The First Sin (Rosary Marks #1)
Chapter 1
CHAPTER ONE
REVA
Bad things always happen at night. It’s an unwritten rule. Devils need the dark, after all, to cover up their misdeeds.
As I puke around the side of the ambulance following what has to be the worst call of my EMS career, I remember when I learned that truth.
I was only a little younger than the girl on the gurney, the one currently speeding down the road in the other ambulance on the way to the hospital.
I hate how life gave her the same kind of shit education I’d received.
She’s twelve going on thirteen, instead of seven like I was when everything went to hell, but still.
Things like that—the bad things we don’t like to look at and we don’t like to name—they harden you.
Warp you. Strip away all the sensitivity and finer feelings.
Or they try to, anyway. Using the heels of my hands, I wipe away the tears that are leaking from the corners of my eyes.
“You okay, Reva?” Griffin sticks his head around the edge of the vehicle, sees the puddle of vomit, and beats a hasty retreat.

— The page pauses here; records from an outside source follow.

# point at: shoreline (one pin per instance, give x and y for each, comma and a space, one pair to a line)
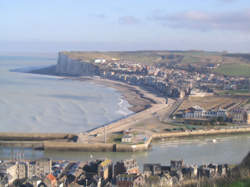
143, 103
138, 98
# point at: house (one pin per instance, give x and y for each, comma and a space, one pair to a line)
152, 169
50, 180
129, 166
194, 112
130, 180
105, 169
40, 168
127, 138
248, 117
176, 164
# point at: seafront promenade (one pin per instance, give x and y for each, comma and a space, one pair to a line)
66, 145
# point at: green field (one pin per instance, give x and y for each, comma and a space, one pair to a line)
234, 69
234, 92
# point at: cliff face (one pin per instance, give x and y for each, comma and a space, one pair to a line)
73, 67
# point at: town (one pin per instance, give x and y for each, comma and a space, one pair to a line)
169, 80
103, 172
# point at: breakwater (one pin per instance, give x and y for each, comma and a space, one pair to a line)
6, 136
59, 145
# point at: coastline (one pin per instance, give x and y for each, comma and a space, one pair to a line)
138, 98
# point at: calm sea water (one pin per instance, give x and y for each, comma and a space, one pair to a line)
39, 103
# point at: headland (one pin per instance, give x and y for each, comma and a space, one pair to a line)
156, 94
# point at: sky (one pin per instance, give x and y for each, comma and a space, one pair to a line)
55, 25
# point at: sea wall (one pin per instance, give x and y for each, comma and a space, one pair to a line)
74, 67
35, 136
68, 146
201, 133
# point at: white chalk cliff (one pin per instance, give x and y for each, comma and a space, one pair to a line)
68, 66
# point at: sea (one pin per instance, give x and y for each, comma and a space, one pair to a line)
41, 103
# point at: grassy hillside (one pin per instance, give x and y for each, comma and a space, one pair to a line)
235, 69
230, 64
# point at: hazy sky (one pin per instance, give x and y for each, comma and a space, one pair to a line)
52, 25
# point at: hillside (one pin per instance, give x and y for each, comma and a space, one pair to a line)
222, 63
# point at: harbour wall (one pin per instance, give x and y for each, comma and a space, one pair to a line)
6, 136
57, 145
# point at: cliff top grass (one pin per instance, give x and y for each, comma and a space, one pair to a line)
230, 64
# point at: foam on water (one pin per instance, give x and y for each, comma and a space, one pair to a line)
40, 103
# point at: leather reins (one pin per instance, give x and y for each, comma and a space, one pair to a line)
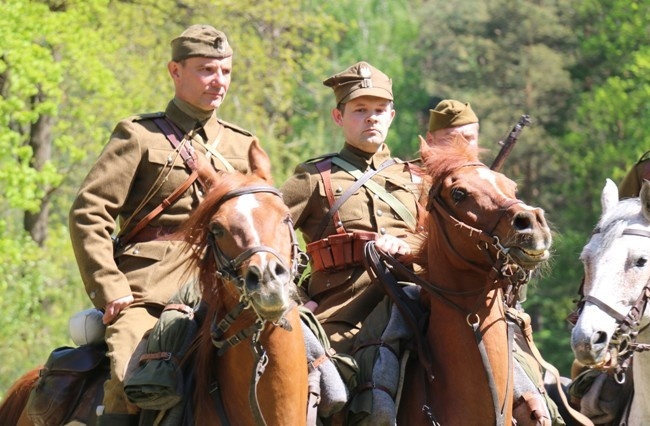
228, 270
622, 344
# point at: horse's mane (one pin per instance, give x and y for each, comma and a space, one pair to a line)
440, 160
196, 229
195, 232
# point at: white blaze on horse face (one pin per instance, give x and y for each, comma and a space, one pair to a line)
245, 206
614, 276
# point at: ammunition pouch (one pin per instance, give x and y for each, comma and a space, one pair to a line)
339, 251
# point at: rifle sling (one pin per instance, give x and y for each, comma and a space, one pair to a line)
325, 167
401, 210
170, 130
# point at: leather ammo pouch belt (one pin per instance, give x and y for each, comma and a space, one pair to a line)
339, 251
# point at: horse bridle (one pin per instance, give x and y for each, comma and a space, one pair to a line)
505, 270
228, 270
622, 345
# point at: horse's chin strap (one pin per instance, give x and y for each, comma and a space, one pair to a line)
385, 267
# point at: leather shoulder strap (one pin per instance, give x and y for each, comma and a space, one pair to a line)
334, 207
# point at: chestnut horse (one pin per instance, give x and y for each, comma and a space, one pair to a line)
249, 358
482, 244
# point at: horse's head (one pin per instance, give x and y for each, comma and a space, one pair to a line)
475, 207
616, 281
243, 236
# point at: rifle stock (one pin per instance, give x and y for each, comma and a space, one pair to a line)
509, 143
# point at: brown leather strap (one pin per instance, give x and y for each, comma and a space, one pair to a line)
162, 206
325, 169
371, 385
166, 356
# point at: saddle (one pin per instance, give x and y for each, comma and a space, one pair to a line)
70, 386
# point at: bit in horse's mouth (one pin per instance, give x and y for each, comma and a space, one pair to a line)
529, 257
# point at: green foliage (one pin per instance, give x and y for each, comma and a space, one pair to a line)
581, 69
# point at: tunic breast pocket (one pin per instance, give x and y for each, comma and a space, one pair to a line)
356, 207
160, 161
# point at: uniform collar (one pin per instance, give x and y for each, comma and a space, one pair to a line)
188, 117
362, 159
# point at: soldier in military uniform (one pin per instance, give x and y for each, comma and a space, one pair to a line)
138, 169
631, 184
336, 221
452, 119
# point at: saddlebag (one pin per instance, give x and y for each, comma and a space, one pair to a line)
63, 381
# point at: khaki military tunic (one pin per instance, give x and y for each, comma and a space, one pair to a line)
136, 171
346, 297
137, 160
631, 185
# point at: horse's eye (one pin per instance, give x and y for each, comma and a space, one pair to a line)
457, 194
216, 230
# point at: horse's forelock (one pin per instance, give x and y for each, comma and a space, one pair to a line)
440, 160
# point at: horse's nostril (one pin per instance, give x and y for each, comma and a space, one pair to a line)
599, 338
278, 269
253, 278
523, 221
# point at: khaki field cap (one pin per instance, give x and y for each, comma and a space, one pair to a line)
200, 40
361, 79
450, 113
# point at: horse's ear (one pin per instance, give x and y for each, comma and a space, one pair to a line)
609, 196
259, 162
644, 195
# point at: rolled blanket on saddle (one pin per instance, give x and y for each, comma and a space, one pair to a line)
379, 347
328, 392
156, 383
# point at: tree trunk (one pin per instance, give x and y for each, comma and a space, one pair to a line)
40, 140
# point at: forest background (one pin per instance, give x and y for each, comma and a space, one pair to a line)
70, 69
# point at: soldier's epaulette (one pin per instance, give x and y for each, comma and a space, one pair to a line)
415, 161
148, 116
322, 157
644, 157
235, 128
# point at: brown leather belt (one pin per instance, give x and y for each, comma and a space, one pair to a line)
152, 233
339, 251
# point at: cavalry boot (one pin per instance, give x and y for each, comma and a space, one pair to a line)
118, 420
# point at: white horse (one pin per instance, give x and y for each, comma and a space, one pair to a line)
613, 324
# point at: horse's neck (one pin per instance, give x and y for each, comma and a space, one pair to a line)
640, 411
281, 381
459, 368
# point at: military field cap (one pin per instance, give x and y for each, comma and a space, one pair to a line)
200, 40
361, 79
450, 113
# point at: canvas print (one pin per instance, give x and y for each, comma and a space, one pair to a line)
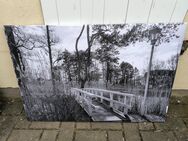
120, 72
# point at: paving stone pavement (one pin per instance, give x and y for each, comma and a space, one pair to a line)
14, 126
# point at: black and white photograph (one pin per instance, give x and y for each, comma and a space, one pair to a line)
112, 72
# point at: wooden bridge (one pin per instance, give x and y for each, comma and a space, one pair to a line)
104, 105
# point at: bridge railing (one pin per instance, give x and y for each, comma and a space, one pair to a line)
119, 102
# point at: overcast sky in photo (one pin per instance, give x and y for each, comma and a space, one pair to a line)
136, 54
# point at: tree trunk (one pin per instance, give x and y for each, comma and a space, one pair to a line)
78, 55
51, 62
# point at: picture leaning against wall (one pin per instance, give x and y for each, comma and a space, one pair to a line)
96, 72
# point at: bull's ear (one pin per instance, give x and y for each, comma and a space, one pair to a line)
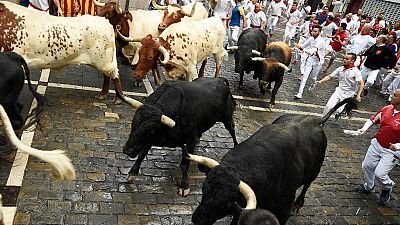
237, 209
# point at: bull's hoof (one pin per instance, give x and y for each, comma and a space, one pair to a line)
101, 96
117, 101
130, 177
183, 192
296, 209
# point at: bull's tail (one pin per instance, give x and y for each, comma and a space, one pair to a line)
230, 93
33, 117
350, 105
61, 164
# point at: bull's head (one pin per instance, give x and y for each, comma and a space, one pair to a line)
271, 66
149, 53
222, 189
174, 13
113, 12
243, 56
147, 120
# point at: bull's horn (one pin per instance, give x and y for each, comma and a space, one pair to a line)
157, 6
97, 3
117, 28
248, 194
1, 210
191, 12
61, 164
118, 8
232, 47
165, 54
132, 102
255, 52
283, 66
167, 121
210, 163
258, 59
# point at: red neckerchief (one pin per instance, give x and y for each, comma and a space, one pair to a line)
349, 66
359, 29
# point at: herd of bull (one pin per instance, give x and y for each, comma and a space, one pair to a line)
263, 171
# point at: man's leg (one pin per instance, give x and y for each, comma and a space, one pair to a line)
369, 165
333, 100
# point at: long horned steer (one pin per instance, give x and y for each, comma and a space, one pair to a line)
274, 162
61, 164
275, 63
181, 49
46, 41
176, 115
137, 24
175, 13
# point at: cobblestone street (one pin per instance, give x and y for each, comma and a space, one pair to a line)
92, 133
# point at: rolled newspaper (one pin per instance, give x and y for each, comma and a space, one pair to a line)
352, 132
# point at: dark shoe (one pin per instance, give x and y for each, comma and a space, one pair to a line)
385, 196
365, 92
361, 189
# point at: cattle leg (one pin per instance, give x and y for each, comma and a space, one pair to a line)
275, 91
230, 126
202, 68
135, 168
184, 188
156, 76
241, 79
106, 87
300, 200
118, 87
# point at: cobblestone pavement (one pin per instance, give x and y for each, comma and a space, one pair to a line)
92, 133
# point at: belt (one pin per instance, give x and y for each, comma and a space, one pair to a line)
35, 7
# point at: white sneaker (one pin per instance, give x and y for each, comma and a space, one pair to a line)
298, 96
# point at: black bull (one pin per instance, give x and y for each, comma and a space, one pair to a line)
194, 106
249, 40
13, 70
275, 161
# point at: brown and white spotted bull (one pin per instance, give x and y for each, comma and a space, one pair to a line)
175, 13
181, 48
47, 42
276, 60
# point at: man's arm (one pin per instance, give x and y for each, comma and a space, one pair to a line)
360, 89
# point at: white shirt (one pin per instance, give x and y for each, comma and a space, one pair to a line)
347, 78
257, 18
222, 8
303, 11
276, 8
304, 30
315, 48
359, 43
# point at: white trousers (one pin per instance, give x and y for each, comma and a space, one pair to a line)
377, 164
272, 21
369, 76
311, 68
233, 35
290, 31
337, 96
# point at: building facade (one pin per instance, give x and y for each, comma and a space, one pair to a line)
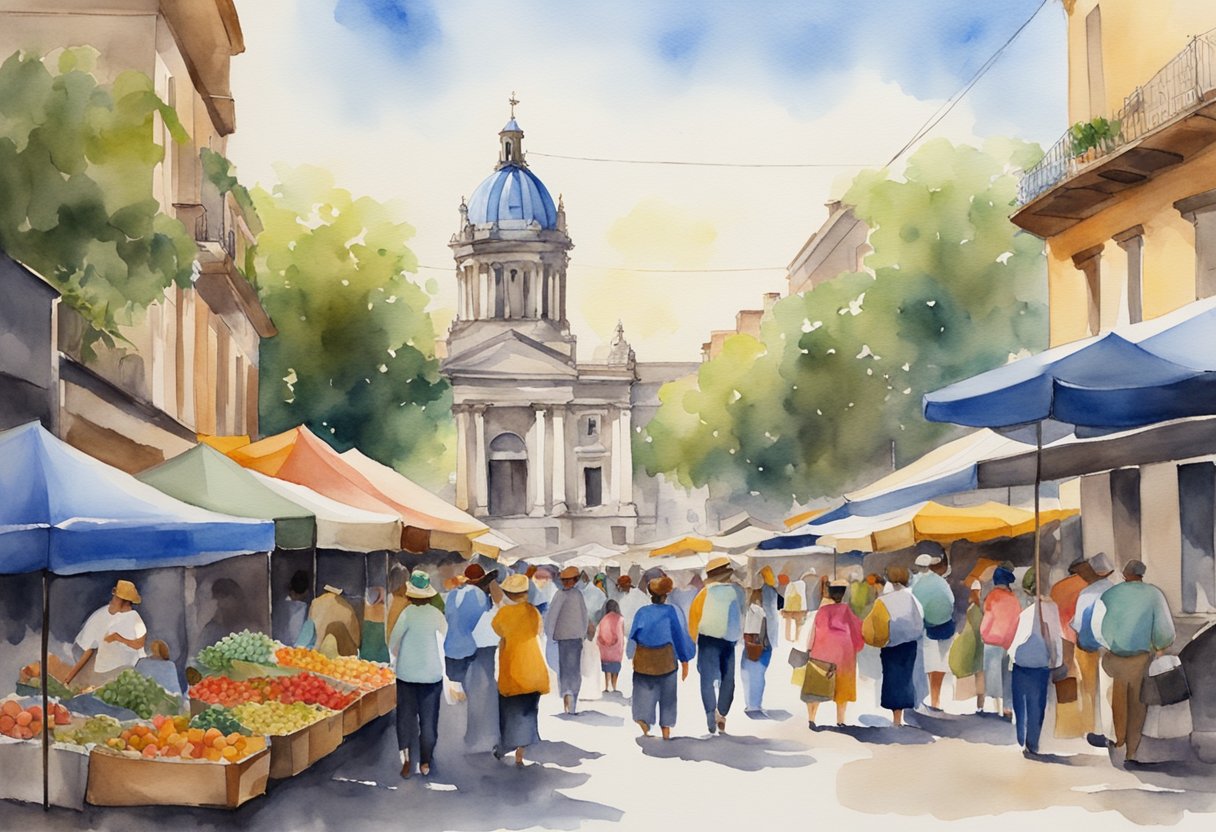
545, 439
191, 363
1126, 203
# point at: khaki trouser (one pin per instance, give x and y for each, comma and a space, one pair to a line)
1127, 710
1088, 695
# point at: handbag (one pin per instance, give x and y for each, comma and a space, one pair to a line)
753, 647
1065, 690
1167, 685
818, 684
654, 661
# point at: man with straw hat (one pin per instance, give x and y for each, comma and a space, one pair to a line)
112, 639
715, 623
568, 624
416, 656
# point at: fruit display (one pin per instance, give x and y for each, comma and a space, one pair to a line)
224, 691
26, 723
93, 731
366, 675
173, 737
245, 646
279, 719
139, 693
220, 718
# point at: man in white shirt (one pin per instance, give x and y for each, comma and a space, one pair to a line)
1036, 650
112, 637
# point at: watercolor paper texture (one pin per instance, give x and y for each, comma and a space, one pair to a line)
623, 416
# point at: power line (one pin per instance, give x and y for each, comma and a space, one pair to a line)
949, 105
703, 164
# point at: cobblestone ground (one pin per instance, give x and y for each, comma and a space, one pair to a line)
595, 773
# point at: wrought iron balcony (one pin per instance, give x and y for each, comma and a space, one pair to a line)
1153, 130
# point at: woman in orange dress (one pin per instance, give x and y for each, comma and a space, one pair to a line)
836, 637
523, 675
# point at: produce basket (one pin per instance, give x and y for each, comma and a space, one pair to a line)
122, 780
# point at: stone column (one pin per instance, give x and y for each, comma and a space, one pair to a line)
1090, 264
626, 455
462, 471
538, 466
614, 432
1132, 241
1200, 209
479, 462
558, 461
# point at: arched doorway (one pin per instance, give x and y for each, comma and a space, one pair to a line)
508, 476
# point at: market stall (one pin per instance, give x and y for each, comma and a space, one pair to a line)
67, 513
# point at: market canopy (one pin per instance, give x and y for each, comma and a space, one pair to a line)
1148, 372
339, 526
300, 456
67, 512
951, 468
206, 478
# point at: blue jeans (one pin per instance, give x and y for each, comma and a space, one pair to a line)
1029, 703
754, 679
715, 664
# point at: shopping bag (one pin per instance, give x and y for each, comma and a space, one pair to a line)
966, 687
818, 684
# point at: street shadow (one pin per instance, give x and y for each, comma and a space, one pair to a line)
596, 718
766, 714
973, 728
739, 753
883, 735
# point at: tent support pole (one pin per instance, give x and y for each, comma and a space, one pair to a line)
43, 672
1039, 479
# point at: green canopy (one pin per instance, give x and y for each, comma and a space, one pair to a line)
206, 478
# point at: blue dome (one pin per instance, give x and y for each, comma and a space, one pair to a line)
514, 198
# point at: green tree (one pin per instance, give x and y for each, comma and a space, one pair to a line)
814, 406
355, 353
77, 163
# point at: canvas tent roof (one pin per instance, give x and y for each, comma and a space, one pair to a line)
67, 512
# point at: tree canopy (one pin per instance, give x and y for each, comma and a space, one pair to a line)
355, 353
77, 163
812, 408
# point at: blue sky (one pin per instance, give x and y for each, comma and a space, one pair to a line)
401, 99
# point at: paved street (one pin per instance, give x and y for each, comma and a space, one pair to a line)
594, 770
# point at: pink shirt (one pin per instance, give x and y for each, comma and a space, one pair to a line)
1001, 612
611, 637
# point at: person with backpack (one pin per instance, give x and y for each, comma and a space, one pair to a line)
834, 640
1036, 651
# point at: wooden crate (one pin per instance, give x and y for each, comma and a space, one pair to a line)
118, 780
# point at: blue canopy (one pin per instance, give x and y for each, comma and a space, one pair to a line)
1149, 372
67, 512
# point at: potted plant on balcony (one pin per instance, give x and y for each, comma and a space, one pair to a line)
1087, 138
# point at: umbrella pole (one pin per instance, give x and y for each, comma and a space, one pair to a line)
1039, 478
46, 720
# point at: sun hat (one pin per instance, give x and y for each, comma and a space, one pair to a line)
516, 584
127, 591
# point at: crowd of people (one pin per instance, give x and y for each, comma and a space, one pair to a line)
1006, 644
494, 637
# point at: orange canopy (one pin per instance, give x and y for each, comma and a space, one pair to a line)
300, 456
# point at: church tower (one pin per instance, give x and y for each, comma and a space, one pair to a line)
544, 443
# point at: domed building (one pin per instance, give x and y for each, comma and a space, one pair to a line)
544, 440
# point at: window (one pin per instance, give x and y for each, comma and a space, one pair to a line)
595, 489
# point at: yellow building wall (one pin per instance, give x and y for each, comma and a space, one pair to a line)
1138, 38
1169, 256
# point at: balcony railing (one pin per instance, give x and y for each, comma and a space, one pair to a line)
1188, 79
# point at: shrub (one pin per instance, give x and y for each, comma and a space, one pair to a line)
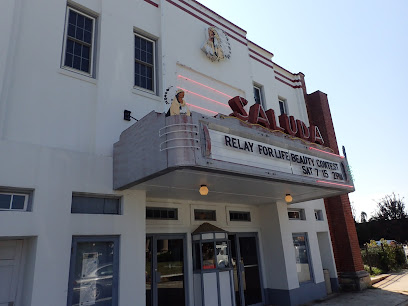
374, 270
385, 257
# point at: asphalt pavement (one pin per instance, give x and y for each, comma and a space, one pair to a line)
390, 291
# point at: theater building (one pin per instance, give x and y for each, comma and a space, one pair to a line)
150, 154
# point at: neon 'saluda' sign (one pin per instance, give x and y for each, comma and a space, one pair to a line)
287, 124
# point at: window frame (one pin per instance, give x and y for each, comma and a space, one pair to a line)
285, 106
300, 211
101, 197
247, 213
199, 210
260, 90
116, 258
92, 51
174, 209
12, 194
319, 215
154, 42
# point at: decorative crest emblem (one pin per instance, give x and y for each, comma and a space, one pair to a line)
178, 105
216, 46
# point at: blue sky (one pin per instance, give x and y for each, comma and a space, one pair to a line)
357, 53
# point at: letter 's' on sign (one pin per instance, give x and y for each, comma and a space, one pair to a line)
289, 125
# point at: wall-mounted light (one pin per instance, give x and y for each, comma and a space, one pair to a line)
203, 190
127, 116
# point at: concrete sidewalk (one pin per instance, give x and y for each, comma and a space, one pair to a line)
390, 289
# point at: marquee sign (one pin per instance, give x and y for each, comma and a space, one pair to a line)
244, 151
288, 124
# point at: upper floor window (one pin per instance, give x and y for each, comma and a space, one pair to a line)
240, 216
204, 214
161, 213
319, 214
13, 201
144, 62
95, 205
296, 214
282, 106
79, 41
258, 95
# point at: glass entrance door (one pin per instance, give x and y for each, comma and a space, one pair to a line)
247, 281
165, 277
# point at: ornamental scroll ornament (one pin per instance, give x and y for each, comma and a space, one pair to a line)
216, 46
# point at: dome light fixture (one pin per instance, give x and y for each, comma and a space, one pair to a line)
288, 198
203, 190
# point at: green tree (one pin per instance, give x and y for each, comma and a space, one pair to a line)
390, 207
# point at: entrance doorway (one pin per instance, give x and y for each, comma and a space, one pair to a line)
245, 260
10, 262
165, 270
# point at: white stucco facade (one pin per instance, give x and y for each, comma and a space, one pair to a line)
58, 128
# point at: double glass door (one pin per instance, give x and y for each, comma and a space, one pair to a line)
165, 270
247, 281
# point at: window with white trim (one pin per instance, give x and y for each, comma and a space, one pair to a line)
296, 214
282, 106
145, 76
13, 201
79, 41
82, 204
258, 95
319, 214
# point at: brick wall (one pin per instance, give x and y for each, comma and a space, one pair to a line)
342, 228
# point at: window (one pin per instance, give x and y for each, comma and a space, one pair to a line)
94, 271
240, 216
203, 214
296, 214
144, 62
161, 213
319, 215
95, 205
302, 257
282, 106
258, 95
79, 42
13, 201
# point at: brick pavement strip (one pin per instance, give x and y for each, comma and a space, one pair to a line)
390, 291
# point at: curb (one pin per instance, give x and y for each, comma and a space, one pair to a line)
379, 279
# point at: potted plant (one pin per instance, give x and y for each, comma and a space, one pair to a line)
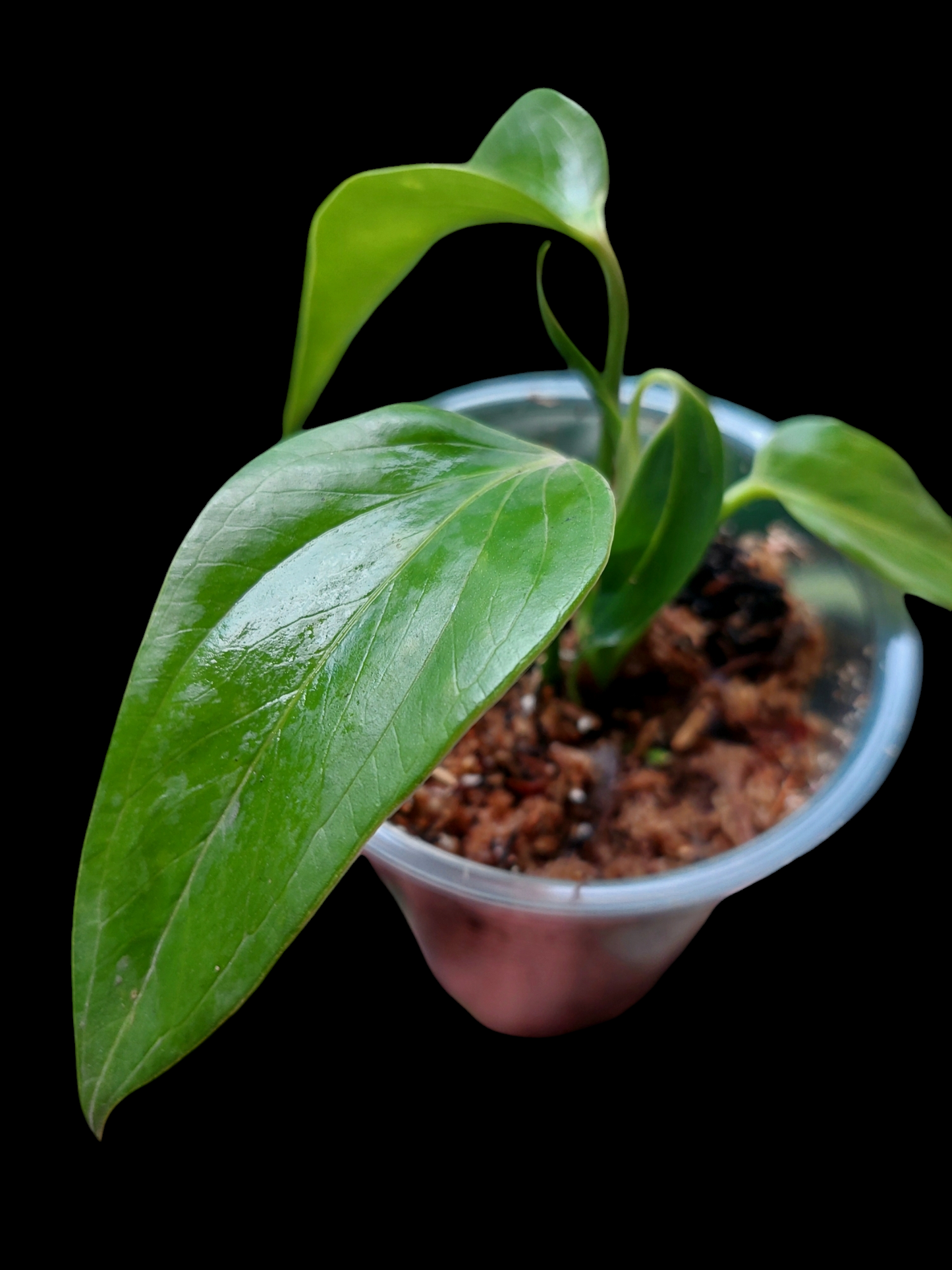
353, 601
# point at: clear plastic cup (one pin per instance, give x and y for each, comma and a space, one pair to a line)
537, 956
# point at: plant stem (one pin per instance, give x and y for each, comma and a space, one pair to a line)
615, 352
742, 493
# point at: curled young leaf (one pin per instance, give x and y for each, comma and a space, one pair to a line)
576, 361
668, 505
338, 616
544, 163
857, 494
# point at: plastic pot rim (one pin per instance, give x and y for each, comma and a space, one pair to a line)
894, 694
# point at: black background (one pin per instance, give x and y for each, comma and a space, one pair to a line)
777, 231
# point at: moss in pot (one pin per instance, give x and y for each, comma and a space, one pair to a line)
354, 600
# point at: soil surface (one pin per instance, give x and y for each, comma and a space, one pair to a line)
698, 745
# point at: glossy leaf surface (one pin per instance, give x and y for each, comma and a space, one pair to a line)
544, 163
668, 505
857, 494
341, 612
576, 361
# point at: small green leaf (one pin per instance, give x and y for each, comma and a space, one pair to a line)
857, 494
575, 360
544, 163
668, 511
341, 612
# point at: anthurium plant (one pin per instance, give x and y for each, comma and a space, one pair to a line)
353, 600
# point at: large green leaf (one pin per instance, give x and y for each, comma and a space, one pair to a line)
857, 494
544, 164
338, 616
668, 505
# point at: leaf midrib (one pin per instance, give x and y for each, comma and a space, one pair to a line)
549, 460
845, 512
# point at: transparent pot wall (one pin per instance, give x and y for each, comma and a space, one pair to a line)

I scrub my mouth with my sleeve and chuckle without humor. “I’m fine. Just gimme a sec.”
A second later, a bottle of water lands at my feet, bouncing once in the dew-wet grass.
Done hurling my guts up, I swish water around my mouth and climb into the front of the ambo, where Griff waits patiently in the driver’s seat.
I wave the water at him as I shut the door. “Thanks.”
He clicks his belt into place and starts the engine. “Ain’t no thing.”
After I lock in, he pulls out, heading back toward the station. The sun is starting to brighten the eastern horizon of the city, turn the black to navy and purple tinged with the faintest hint of orange.
“That was some shit,” he starts after a moment.
“I don’t want to talk about it. Don’t want to think about it. Didn’t happen.” I snap the three rubber hair bands I keep around my right wrist, the quick snatch of pain anchoring me and holding me in the present.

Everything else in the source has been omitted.